Saturday, April 30, 2011

Making the Best of Difficult Circumstances


Read Jeremiah 29:1-14

The threatened invasion had now begun and some of the nation's leaders had been taken captive. We can imagine the misery and heartache, so vividly captured in the words of Psalm 137 as "by the rivers of Babylon" the people sat down and wept, hanging their harps on the willow trees and singing songs of Zion no more.

Then, suddenly, there arrived this extraordinary letter from that gloomy old prophet who was still, apparently, prowling the streets of deserted, war-ravaged Jerusalem. Instead of advocating a policy of non-cooperation, as they might have expected, he argued in favor of reconciliation and integration. Instead of prophesying a short, sharp exile, Jeremiah spoke of a period longer than two generations. What were they to make of it? Happily, the letter ended on a more optimistic note, with the promise that God had a timetable and a plan to which He was working.

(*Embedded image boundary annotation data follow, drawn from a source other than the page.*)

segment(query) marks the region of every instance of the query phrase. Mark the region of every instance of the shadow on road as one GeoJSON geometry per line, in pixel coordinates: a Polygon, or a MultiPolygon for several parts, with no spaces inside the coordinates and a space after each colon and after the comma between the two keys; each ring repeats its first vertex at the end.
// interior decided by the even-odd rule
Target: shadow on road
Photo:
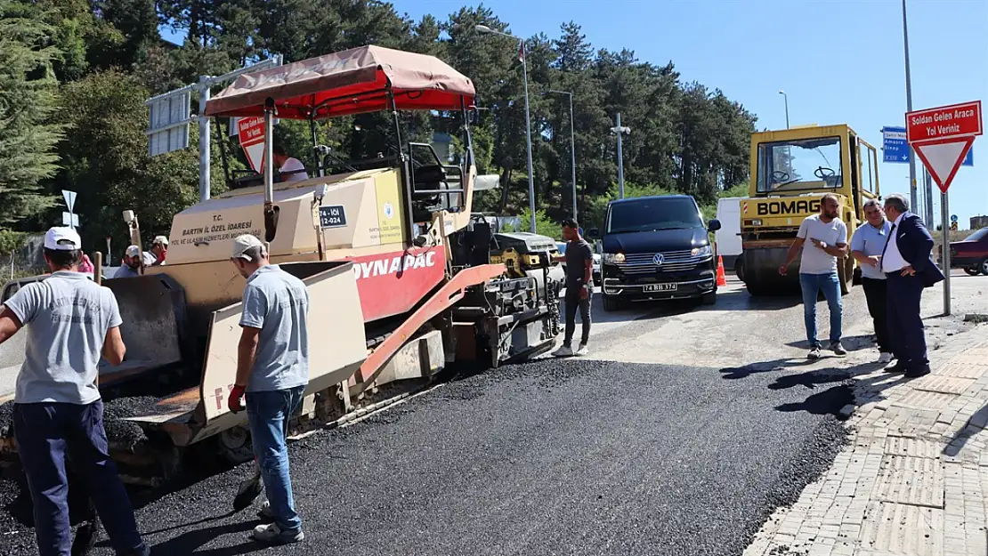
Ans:
{"type": "Polygon", "coordinates": [[[738,378],[747,378],[752,374],[757,374],[759,372],[772,372],[774,370],[785,370],[786,368],[794,366],[804,366],[807,364],[813,364],[815,361],[810,359],[776,359],[772,361],[763,361],[758,363],[746,364],[744,366],[733,366],[720,369],[723,374],[722,378],[727,380],[736,380],[738,378]]]}
{"type": "MultiPolygon", "coordinates": [[[[227,517],[229,515],[217,516],[215,517],[210,517],[205,519],[205,521],[210,521],[214,519],[220,519],[227,517]]],[[[203,521],[197,521],[196,523],[188,524],[198,524],[203,521]]],[[[239,554],[249,554],[251,552],[257,552],[259,550],[264,550],[267,546],[258,543],[254,540],[246,538],[245,541],[240,544],[235,544],[233,546],[224,546],[221,548],[208,548],[205,550],[200,550],[200,548],[215,539],[218,536],[227,535],[231,533],[246,533],[247,531],[253,530],[253,528],[260,524],[259,519],[251,519],[247,521],[241,521],[239,523],[229,523],[226,525],[216,525],[212,527],[205,527],[202,529],[195,529],[191,531],[184,532],[175,538],[168,539],[164,542],[159,542],[152,547],[152,554],[202,554],[209,556],[237,556],[239,554]]],[[[179,525],[179,526],[187,526],[179,525]]],[[[175,527],[172,527],[175,528],[175,527]]],[[[168,529],[162,529],[168,530],[168,529]]],[[[160,532],[160,531],[155,531],[160,532]]],[[[149,534],[149,533],[144,533],[149,534]]]]}

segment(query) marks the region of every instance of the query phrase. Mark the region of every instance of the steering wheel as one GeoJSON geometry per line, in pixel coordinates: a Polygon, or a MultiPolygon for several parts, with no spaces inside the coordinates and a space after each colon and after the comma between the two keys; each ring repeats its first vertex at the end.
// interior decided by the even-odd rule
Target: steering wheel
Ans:
{"type": "Polygon", "coordinates": [[[836,176],[837,172],[834,172],[830,168],[824,168],[823,166],[819,166],[817,167],[816,170],[813,171],[813,175],[816,176],[817,178],[820,178],[821,180],[826,180],[827,178],[833,178],[834,176],[836,176]]]}
{"type": "Polygon", "coordinates": [[[782,170],[776,170],[775,172],[772,173],[772,179],[773,179],[773,181],[775,181],[777,183],[779,183],[779,182],[788,182],[789,181],[789,175],[786,174],[785,172],[782,172],[782,170]]]}

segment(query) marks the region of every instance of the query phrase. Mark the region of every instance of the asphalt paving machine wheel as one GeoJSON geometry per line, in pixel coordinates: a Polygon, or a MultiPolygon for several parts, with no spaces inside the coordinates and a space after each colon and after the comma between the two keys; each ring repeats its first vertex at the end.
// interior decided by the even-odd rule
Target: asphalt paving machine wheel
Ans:
{"type": "Polygon", "coordinates": [[[216,447],[219,455],[233,465],[254,459],[250,431],[244,427],[234,427],[216,435],[216,447]]]}

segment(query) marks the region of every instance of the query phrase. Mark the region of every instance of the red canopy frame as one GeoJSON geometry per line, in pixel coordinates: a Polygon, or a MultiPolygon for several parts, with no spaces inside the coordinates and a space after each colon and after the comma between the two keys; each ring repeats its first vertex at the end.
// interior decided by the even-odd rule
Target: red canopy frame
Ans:
{"type": "Polygon", "coordinates": [[[469,78],[435,56],[361,46],[246,75],[206,104],[206,116],[322,119],[382,110],[459,111],[473,105],[469,78]]]}

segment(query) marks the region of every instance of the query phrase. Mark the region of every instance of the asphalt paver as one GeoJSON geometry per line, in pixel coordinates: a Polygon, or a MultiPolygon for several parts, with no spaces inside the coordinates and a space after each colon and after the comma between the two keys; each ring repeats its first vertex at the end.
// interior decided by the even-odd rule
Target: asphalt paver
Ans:
{"type": "MultiPolygon", "coordinates": [[[[772,364],[512,365],[293,442],[300,544],[262,547],[248,538],[256,509],[230,514],[249,464],[137,519],[168,555],[741,554],[845,441],[834,416],[851,401],[845,378],[772,364]]],[[[35,553],[33,537],[0,517],[0,553],[35,553]]],[[[112,550],[103,539],[92,553],[112,550]]]]}

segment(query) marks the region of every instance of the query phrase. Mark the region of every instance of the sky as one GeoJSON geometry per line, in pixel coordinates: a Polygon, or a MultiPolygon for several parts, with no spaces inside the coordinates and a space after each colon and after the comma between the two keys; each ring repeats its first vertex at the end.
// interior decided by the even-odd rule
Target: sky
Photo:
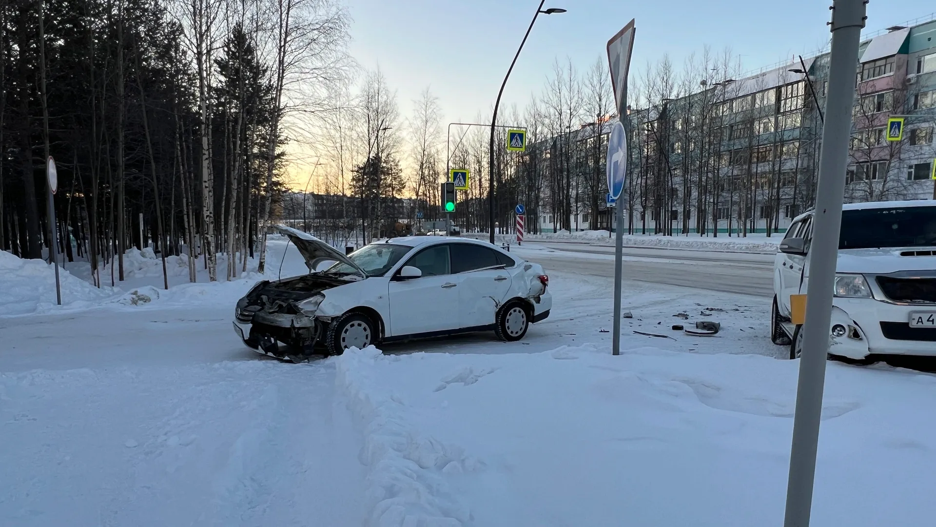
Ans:
{"type": "MultiPolygon", "coordinates": [[[[490,122],[504,76],[538,0],[344,0],[352,23],[351,54],[363,68],[380,68],[397,91],[402,117],[427,86],[439,98],[443,127],[490,122]]],[[[677,69],[705,45],[730,47],[752,70],[814,55],[827,45],[831,0],[547,0],[501,101],[522,108],[543,91],[555,60],[571,59],[581,72],[596,60],[607,68],[606,46],[632,18],[636,39],[631,74],[668,53],[677,69]]],[[[871,0],[866,33],[925,17],[924,0],[871,0]]],[[[920,21],[923,22],[923,21],[920,21]]],[[[302,171],[304,172],[304,171],[302,171]]]]}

That many took Jeremiah's advice, to their own advantage and that of Babylon, we can see from reading the book of Daniel. But what is the lesson for us? Simply, that there are situations in which God places us which may not be what we really want, but which we can learn to accept, and from which we can profit. We must not always be thinking of the next vacation, the next job, or how to get out of the situation in which we find ourselves. Paul says as much in I Corinthians 7:17-24. Perhaps it is, indeed true, that we should bloom where we are planted.

Prayer: Give me, Lord, the strength to change what needs to be changed; the patience to accept what cannot be changed; and the wisdom to know the difference. Through Christ my Lord. Amen.